In the beginning God (aka Steve Jobs) resurrected Apple. And then he said, “Let there be light” and there was the iPad. Two years later, The Tablet War is heating up. In the same month that Microsoft released its own ware, Google has also entered the fray.

Obviously the tablet game is far from simple; if you need evidence, just witness Leo Apotheker’s disastrous tenure at Hewlett-Packard. But everyone is still willing to jump into the game, for the payoff is almost as great as the risk. In a post PC world, he who does not adapt dies, he who adapts gets to eat all the pies.

In this game of thrones, it is hard not to choose Apple, the company with the greatest market value (by far) . In addition, by integrating its offerings ever since the Messiah returned, Apple already has all the chess pieces in place. With the iPad already well in place, it is hard to fathom any product short of perfection could dethrone it, as least for the short term.

Other companies have openings, of course, but as Omar Little famously put it: come at the king, you best not miss. That’s why after the HP debacle, most companies take a different route to avoid competing with the iPad directly. Microsoft is banking on its pedigree as the best friend for “bizumers”, while Amazon and Google are both focusing on offering low end product that makes money by offering contents. The competition is so relentless that Amazon is already coming up with a follow up to its hugely successful Kindle Fire tablet,

While most concede that Google cannot yet challenge the hegemony of Apple, many also anticipate that the Nexus 7 will have no problem brush off the also-runs. Here is a direct quote: “How can Toshiba’s Excite 7.7 tablet, priced at $550 and carrying a 1280-by-800-pixel display, compete with Google’s Nexus 7 when the latter offers the same screen resolution and costs $300 less? The Toshiba does have a 0.7-inch larger screen, but both have 16GB of memory and both run on an Nvidia Tegra 3 processor”.

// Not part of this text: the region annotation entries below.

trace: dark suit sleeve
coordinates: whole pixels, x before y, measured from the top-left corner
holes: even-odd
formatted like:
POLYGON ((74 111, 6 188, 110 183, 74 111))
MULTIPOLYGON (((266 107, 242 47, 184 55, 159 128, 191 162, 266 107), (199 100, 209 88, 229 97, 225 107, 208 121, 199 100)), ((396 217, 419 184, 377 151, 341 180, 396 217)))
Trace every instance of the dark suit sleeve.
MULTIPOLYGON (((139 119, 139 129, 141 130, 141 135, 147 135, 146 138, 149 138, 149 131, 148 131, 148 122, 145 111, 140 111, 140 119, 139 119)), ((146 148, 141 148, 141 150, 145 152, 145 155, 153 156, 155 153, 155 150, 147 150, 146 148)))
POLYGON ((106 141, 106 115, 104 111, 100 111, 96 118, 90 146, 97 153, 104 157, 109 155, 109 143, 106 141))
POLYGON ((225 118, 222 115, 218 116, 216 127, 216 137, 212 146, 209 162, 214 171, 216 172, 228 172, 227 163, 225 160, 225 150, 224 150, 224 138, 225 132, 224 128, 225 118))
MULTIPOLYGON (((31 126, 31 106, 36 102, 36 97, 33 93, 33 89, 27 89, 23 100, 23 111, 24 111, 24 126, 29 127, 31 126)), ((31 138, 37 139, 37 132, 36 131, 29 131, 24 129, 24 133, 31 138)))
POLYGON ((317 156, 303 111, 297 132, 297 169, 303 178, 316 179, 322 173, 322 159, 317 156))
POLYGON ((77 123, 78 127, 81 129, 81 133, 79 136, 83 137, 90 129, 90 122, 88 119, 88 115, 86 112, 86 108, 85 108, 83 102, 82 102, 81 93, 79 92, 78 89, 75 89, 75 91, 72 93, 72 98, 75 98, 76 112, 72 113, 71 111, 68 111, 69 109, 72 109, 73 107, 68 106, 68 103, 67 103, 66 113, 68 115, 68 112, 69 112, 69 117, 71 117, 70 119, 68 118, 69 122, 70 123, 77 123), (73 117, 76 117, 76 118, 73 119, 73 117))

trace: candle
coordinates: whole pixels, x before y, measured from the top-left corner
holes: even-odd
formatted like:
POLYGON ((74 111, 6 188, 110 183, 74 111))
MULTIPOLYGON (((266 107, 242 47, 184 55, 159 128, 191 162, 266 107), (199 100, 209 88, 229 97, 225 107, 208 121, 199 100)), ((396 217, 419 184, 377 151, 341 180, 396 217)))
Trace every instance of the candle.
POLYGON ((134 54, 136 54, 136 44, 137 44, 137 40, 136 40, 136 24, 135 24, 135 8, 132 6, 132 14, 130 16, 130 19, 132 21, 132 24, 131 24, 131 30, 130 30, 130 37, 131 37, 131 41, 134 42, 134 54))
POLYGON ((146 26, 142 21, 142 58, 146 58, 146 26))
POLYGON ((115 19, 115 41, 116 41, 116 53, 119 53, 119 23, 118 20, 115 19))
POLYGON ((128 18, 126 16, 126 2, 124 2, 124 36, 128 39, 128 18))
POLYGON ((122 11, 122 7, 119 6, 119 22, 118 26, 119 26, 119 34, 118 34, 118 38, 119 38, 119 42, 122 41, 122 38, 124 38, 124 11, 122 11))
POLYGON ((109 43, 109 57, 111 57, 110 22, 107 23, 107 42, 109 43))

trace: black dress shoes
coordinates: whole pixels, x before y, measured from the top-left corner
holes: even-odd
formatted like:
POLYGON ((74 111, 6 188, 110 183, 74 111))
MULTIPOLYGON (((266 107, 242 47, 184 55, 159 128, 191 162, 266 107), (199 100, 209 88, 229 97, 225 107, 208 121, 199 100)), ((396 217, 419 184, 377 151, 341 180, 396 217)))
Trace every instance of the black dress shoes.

Hence lay the challenge for other contenders and pretenders. You could say that the game is the same, it just got more fierce, but that would be a misinterpretation. The Tablet War is an unprecedented battle of ecosystems, and only the giants survive. Samsung, Sony, Toshiba can built beautiful devices, but so can Apple and Google and their partners, and they offer a lot more bang for the buck.

Left alone, the pretenders have no way to compete with the big boys. ASUS may be an equal share partner in the birth of Nexus 7, but without the patents, the infrastructure, the operating system, and contents, by itself it can be nothing more than a bit player.

This is a quandary that the Chinese companies also face. Let’s say Chinese companies catch up to its Japanese, Korean, and Taiwanese predecessors. Then what? I guess we won’t find out until they step up to the plate, but right now, things are not looking good.